How we cite our quotes: Citations follow this format: (Chapter.Paragraph)
Quote #7
The remark that black people had smaller brains and were thus incapable of reading, speaking or writing English like white people had so wounded my ego that I vowed that, whatever the cost, I would master English, that I would not rest till I could read, write and speak it just like any white man, if not better. Finally, I had something to aspire to. (30.114).
Spurred on by Clyde Smith's racist remarks, Mark gives himself the personal goal to become educated. He resolves to become just as educated as a white man.
Quote #8
Thus my consciousness was awakened to the pervasiveness of "petty apartheid," and everywhere I went in the white world, I was met by visible and invisible guards of racial segregation. Overtly, the guards---larger-than-life signs that read, European Only, Non-European Only, Whites Only, Non-Whites Only, Slegs Blankes, Slegs Nie-Blankes – greeted me, and led me as a blind man would be led to the door I should enter through, the elevator I should ride in, the water fountain I should drink from, the park bench I should sit on, the bus I should ride in, the lavatory I should piss in.

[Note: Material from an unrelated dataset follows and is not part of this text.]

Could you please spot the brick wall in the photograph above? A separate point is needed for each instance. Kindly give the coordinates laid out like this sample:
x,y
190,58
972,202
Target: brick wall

The invisible guards, however, did not greet me as conspicuously to orient me about my place in life. Instead, remarks such as "You're in the wrong place, Kaffir," "We don't serve your colour here, Kaffir," "Who do you think you are, Kaffir?" "Are you mad, Kaffir" told me it was still the guards of Jim Crow talking. (32.40-41).
The constant reminders of apartheid – both physical and verbal – represents constant attempts to shape Mark's identity as an inferior human being.
Quote #9
We both knew that we were on a collision course. I was set in my ways, he in his. He disparaged education, I extolled it; he burned my books at every opportunity, I bought more; he abused my mother, I tried to help her; h e believed all that the white man said about him, I did not; he lived for the moment, I for the future, uncertain as it was. (33.30)
Mark fashions his identity in total opposition to that of his father's identity.